INDYCAR is flat-lining and the only way to bring it back to prominence is to allow the teams some technological freedom, produce a wider schedule that keeps people employed 12 months of the year – Michael Shank tweeted as much – and hire a group of officials that are not beholden to Dallara, Chevrolet, Honda and/or Firestone, the primary technology players in the current Indy car game.

Quite frankly, I’m finding F1 (of course), NASCAR and NHRA a helluva lot more interesting.
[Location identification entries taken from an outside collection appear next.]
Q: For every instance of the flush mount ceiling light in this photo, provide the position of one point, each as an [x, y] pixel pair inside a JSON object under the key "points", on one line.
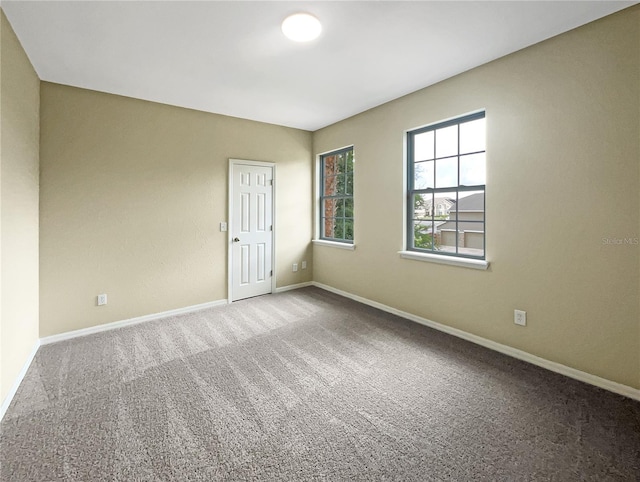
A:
{"points": [[301, 27]]}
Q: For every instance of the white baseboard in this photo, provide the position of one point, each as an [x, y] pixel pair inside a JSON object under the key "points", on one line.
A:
{"points": [[132, 321], [294, 287], [614, 387], [18, 380]]}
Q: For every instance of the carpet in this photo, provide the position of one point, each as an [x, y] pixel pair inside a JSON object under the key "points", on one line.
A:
{"points": [[306, 385]]}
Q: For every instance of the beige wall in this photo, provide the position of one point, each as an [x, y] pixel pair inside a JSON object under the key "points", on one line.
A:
{"points": [[132, 196], [563, 172], [19, 106]]}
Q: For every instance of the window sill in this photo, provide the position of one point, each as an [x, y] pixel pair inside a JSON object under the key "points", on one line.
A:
{"points": [[450, 260], [333, 244]]}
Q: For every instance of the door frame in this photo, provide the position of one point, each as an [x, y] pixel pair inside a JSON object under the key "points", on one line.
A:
{"points": [[233, 162]]}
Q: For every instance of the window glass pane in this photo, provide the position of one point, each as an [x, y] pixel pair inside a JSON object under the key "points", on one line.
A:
{"points": [[447, 141], [348, 207], [330, 165], [349, 183], [341, 163], [422, 206], [330, 185], [340, 184], [329, 227], [470, 206], [423, 236], [423, 175], [348, 229], [472, 136], [349, 155], [443, 206], [472, 170], [423, 146], [471, 242], [447, 172], [330, 208]]}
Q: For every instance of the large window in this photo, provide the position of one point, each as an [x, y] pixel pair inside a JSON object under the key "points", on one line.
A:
{"points": [[446, 188], [336, 196]]}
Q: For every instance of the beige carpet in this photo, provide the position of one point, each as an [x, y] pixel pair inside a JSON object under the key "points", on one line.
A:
{"points": [[306, 385]]}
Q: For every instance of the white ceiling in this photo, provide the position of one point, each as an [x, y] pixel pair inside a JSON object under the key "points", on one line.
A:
{"points": [[231, 57]]}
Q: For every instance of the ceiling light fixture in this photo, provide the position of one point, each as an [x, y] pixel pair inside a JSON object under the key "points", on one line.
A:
{"points": [[301, 27]]}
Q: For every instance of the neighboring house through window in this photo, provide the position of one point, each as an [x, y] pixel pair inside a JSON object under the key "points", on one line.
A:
{"points": [[336, 196], [446, 188]]}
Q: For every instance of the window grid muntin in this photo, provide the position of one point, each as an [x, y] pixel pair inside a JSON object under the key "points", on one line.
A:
{"points": [[411, 191], [348, 173]]}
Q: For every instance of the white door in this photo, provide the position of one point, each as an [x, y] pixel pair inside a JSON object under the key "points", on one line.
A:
{"points": [[251, 230]]}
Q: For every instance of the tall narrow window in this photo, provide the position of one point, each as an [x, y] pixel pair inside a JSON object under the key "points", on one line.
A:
{"points": [[446, 188], [336, 196]]}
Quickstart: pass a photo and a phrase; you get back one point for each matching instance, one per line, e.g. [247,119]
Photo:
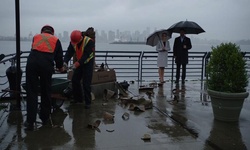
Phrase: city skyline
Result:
[126,36]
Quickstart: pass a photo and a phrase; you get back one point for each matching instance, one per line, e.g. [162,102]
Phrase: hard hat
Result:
[75,36]
[47,29]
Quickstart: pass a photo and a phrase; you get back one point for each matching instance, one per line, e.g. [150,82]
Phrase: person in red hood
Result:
[84,48]
[46,49]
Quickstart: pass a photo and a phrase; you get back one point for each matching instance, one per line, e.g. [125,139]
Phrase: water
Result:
[7,47]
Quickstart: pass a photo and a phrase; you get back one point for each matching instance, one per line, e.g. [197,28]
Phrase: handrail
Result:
[136,65]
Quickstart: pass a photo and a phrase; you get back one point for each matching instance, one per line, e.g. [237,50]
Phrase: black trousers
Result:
[39,71]
[178,68]
[81,83]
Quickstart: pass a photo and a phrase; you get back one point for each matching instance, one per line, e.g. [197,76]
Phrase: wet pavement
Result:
[179,119]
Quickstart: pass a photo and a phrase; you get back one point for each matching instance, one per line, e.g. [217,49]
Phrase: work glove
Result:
[65,66]
[62,70]
[75,65]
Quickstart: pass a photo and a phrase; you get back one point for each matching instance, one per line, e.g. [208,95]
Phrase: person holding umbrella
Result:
[181,46]
[162,48]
Just like so many of my friends, I’m working the IZOD IndyCar Series because there are some stories to be chased, but the taste of whine I get at each race sends my personal desire to return farther and farther away. With a fan base of perhaps 200,000, how can teams sustain the type of money it currently takes to go Indy car racing?

I’ve got plenty of ideas for an invigorated Indy car series but I’m not in any position to use them, so will keep ’em to myself for now. Just waiting for another shoe to drop before people realize this thing isn’t going anywhere; it could easily become just another Italian cruise ship, laying on its side and waiting for the jokes to roll.